TAPinto is a network of more than 95 independently owned and operated local news and digital marketing platforms in New Jersey, New York, Pennsylvania and Florida. Based in New Providence, New Jersey. TAPinto.net is one of the largest online local news gathering operations in New Jersey. New Providence residents Michael and Lauryn Shapiro founded the business in October 2008.

== Franchise model ==
TAPinto operates on a franchise model. Each TAPinto local news and digital marketing platform is independently owned and operated by a franchisee, who pays a small upfront fee, a monthly fee, and a nominal percentage of advertising revenue. In exchange, the network provides thorough training, a content management system, tech development and support, graphic design, billing and credit card processing, contract software, a CRM, ongoing continuing education programs, full-time customer service support, and helps with both the business and editorial sides of their operation. TAPinto provides significant training and support to help local news entrepreneurs own and operate a local news and digital marketing platform in their community.

== Partnerships ==
TAPinto is a member of the Local Media Association, the Local Media Consortium, the New Jersey Chamber of Commerce, Downtown New Jersey, the New Jersey Society of Professional Journalists and the Center for Cooperative Media.  Many TAPinto owner/publishers are members of their local chamber of commerce as well as civic and community organizations.

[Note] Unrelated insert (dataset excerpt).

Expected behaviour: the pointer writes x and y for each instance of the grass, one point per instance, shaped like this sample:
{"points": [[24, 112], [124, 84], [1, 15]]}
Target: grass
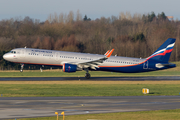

Many TAPinto sites have a partnership with high school newspapers in their communities, including TAPinto Berkeley Heights and Governor Livingston High School's newspaper, The Highlander.

== Honors and awards ==
In 2023, the New Jersey Society of Professional Journalists honored TAPinto with three Excellence in Journalism Awards. In 2022, the New Jersey Society of Professional Journalists honored TAPinto with eight Excellence in Journalism Awards. Also in 2022, TAPinto journalists were honored with three Excellence in Local News Awards, from the Center for Cooperative Media at Montclair State University.

In 2023, Franchise Business Review named TAPinto as a Top Franchise, Most Innovative Franchise, Top Low-Cost Franchise and Top Franchise for Women.

== Media coverage ==

- In 2023, New Jersey Globe profiled TAPinto on its 15th anniversary.
- In 2023, Downtown New Jersey featured a case study by TAPinto on how the Downtown Westfield Corporation has been able to utilize TAPinto to market its initiatives and events.
- In 2022, Editor & Publisher magazine named TAPinto as one of 10 publishers that "do it right."
- In 2022, Dan Kennedy of Northeastern University and Boston Globe editor Ellen Clegg interviewed TAPinto Founder and CEO Michael Shapiro on their What Works podcast about local news.
- The Lenfest Institute spoke with TAPinto in a piece about how TAPinto's franchise model is helping to change the local news landscape.
- In 2020, journalist and news commentator Simon Owens listed TAPinto as a news organization that is "thriving."
- In 2017, TAPinto appeared in a New York Times article called "In New Jersey, Only a Few Media Watchdogs Left."
- In 2017, CEO Michael Shapiro appeared on One on One with Steve Adubato discussing the state of news media.
- In 2016, Columbia Journalism Review profiled TAPinto on its business model.